Learn how to un-stake (withdraw) your property tokens or USDC from the pool

Max Ball avatar
Written by Max Ball
Updated over a week ago

Un-staking is simply removing your loaned assets from the pool and getting them back into your wallet.

Navigate to the “Lend & Earn” tab. Click on “Withdraw” instead of “Deposit” at the top. You’ll see the same interface as with depositing assets, per the image below:

Enter the amount of assets you’d like to remove from the pool. You can remove both property tokens and USDC in the same transaction, or only remove assets from one side of the pool. Enter your desired quantity and proceed. You will receive an error if you try to withdraw more than you’ve put into the pool.

Preview the transaction amount by clicking "Preview Withdrawal". You’ll be able to see how many property tokens or USDC you’ll receive in exchange for turning in your LP tokens. Think of it as if you're bringing your receipt back to claim your deposit from a bank.

In order to help keep the liquidity pools balanced and prevent volatility, there may be a penalty to withdraw your assets. The liquidity pool is trying to get asset prices to be as close as it can to a property’s HouseCanary estimated price (this is the best estimate for how much the house is actually worth).

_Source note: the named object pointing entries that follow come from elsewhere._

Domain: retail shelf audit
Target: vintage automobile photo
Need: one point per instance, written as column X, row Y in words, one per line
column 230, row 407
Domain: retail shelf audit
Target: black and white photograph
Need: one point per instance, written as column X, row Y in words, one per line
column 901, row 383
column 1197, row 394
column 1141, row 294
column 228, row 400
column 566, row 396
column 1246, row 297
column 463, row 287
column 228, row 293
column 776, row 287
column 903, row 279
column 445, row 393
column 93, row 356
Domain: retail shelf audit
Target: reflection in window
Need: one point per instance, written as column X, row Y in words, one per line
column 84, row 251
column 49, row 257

Depending on the amount of property tokens versus USDC in the pool, the pool may be considered to be imbalanced. This causes the market price to either be above or below the HouseCanary estimated value. If you try to withdraw assets from the side of the pool that’s already imbalanced, you’ll have to pay a penalty fee to withdraw your assets and make the pool even more imbalanced. This penalty fee is paid by letting you withdraw less than what you put in. As a result, you’ll often notice that during redemptions, LP tokens don’t always map 1:1 with the original loaned out assets.

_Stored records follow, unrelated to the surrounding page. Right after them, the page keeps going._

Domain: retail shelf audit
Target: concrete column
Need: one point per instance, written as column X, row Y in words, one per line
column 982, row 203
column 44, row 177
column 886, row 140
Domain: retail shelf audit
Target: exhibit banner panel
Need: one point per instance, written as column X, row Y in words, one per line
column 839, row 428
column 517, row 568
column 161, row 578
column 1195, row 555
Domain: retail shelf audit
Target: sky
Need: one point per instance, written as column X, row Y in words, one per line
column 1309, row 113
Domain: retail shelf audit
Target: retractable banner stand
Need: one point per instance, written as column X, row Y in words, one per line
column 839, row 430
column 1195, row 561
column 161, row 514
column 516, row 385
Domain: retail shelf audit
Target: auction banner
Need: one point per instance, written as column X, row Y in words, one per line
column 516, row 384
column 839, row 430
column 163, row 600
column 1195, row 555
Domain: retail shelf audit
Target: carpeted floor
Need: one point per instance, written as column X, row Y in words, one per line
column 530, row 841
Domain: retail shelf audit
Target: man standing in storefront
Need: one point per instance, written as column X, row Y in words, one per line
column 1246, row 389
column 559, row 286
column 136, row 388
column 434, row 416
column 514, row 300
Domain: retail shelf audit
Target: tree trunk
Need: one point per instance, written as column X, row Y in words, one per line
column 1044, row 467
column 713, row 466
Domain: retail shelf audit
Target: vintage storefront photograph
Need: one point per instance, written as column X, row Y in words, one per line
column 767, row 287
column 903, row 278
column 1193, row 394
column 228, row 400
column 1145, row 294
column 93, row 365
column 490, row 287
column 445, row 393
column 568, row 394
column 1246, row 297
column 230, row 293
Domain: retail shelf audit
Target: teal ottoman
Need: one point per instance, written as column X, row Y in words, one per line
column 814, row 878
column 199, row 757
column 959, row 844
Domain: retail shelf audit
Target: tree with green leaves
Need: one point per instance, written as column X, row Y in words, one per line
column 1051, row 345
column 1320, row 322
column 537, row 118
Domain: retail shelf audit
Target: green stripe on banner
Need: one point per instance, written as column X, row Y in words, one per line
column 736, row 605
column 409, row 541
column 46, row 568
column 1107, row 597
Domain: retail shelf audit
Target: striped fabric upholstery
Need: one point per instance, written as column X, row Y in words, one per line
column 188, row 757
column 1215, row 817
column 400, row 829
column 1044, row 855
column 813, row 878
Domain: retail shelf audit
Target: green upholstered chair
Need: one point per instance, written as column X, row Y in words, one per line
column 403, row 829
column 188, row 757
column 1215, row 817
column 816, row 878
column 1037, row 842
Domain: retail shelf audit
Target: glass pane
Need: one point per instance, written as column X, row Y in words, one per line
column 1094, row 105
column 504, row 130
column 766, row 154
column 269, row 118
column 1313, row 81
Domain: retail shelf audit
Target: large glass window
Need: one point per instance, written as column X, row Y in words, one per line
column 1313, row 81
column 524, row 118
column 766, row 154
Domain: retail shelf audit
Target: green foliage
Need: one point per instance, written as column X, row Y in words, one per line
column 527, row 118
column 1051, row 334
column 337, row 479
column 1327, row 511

Your penalty fee is not given to Lofty. Instead, it’s paid back as rewards via additional yield to the rest of the lenders who did not withdraw to unbalance the pool. The more your withdrawal would imbalance the pool, the higher the fees you’ll have to pay. This reward and penalty mechanism helps prevent mass liquidity exits in standard liquidity pools, which is one of their biggest drawbacks, and why we saw fit to use a different architecture.

In summary, this feature rewards those who are extremely patient and don’t intend to withdraw their assets frequently on a short-term basis.

Of course, the penalty will be displayed to you before you confirm the transaction.

Confirm the withdrawal if the results are acceptable to you and will see a success screen once the withdrawal goes through. Congrats! You’ve just loaned out your assets, earned some interest, then received your assets back. It's a completely new concept in the world of real estate ownership and investing.